2.1.2 Jurnal ke dua berjudul Faktor Penyebab Kematian Bayi Di Kabupaten Sidoarjo:
·         Pembahasan
1. Faktor Ibu
            Kematian bayi yang terjadi di Kabupaten Sidoarjo sebagian besar dimiliki oleh ibu yang dapat dikatakan sebagai umur aman dalam kehamilan yaitu antara umur 21-34 tahun dan paritas yang cukup. Pada umur aman untuk kehamilan dengan paritas yang cukup ternyata ada suatu fenomena yang melatarbelakangi kejadian suatu penyakit yang secara tidak langsung mempengaruhi kondisi bayi, salah satunya riwayat kesehatan ibu yang lalu (misalnya alergi, hipertensi, dll) dan riwayat keluarga (misalnya hipertensi, diabetes, riwayat keturunan kembar,dll).
            Selain itu ada faktor yang diluar kondisi ibu saat hamil yang kemungkinan bisa mempengaruhi kondisi bayi, diantaranya beban fisik, konflik keluarga, masalah ekonomi, serta kurangnya perhatian dan kasih sayang dari keluarga. Disatu sisi, banyak bayi yang lahir prematur dan bahkan BBLR.

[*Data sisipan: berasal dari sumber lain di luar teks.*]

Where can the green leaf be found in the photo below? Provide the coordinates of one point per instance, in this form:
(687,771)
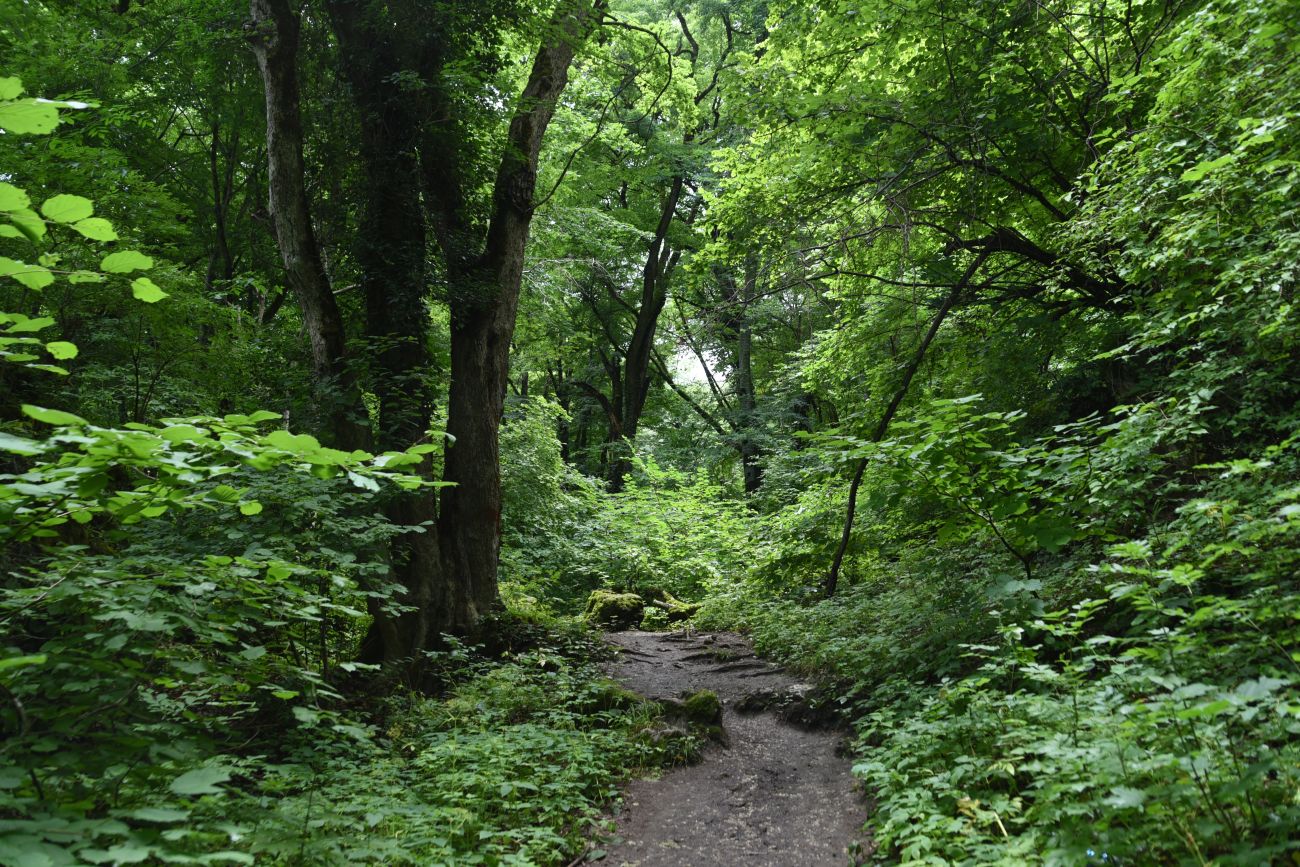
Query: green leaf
(34,277)
(1126,798)
(29,117)
(146,290)
(291,442)
(66,208)
(96,229)
(1201,169)
(29,224)
(17,662)
(125,261)
(18,445)
(25,324)
(126,853)
(11,196)
(52,416)
(200,781)
(163,815)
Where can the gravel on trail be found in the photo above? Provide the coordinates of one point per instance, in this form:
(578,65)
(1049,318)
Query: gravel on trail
(776,794)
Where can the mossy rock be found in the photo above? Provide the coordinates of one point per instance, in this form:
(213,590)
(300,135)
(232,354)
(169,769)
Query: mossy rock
(702,709)
(609,696)
(615,611)
(701,712)
(671,606)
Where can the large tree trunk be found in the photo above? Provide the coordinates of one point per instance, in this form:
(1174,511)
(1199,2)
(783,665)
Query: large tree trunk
(745,393)
(484,303)
(391,251)
(274,35)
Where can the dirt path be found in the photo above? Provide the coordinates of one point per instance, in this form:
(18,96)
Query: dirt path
(776,796)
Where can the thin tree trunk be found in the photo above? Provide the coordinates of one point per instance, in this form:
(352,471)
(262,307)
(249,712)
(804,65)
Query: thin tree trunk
(636,367)
(832,577)
(391,250)
(274,35)
(484,304)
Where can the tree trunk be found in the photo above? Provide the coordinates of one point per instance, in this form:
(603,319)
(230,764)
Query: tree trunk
(636,367)
(832,577)
(273,34)
(394,282)
(484,303)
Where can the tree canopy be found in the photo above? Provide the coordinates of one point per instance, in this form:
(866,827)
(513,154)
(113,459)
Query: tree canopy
(945,347)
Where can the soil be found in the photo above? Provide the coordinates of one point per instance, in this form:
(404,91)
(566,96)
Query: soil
(776,793)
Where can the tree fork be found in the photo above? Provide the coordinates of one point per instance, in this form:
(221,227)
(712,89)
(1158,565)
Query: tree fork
(832,577)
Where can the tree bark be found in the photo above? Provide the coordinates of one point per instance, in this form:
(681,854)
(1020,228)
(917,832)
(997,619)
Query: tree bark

            Dalam penelitian ditemukan bahwa sebagian besar jarak kelahiran kurang dari 2 tahun. Dengan jarak kelahiran yang kurang dari 2 tahun, kesehatan fisik dan rahim ibu masih butuh cukup istirahat dan ada kemungkinan ibu masih menyusui. Adapun hal yang melatarbelakangi mengapa ibu hamil dengan jarak kurang dari 2 tahun, antara lain suami ingin segera mempunyai keturunan lagi dan adanya riwayat abortus. Penelitian ini sejalan dengan hasil penelitian di Naragwal, India Utara. Hasil tersebut menunjukkan bahwa kematian neonatal dan kematian bayi tertinggi terjadi ketika jarak kelahiran kurang dari 1 tahun (Istiarti, 2000).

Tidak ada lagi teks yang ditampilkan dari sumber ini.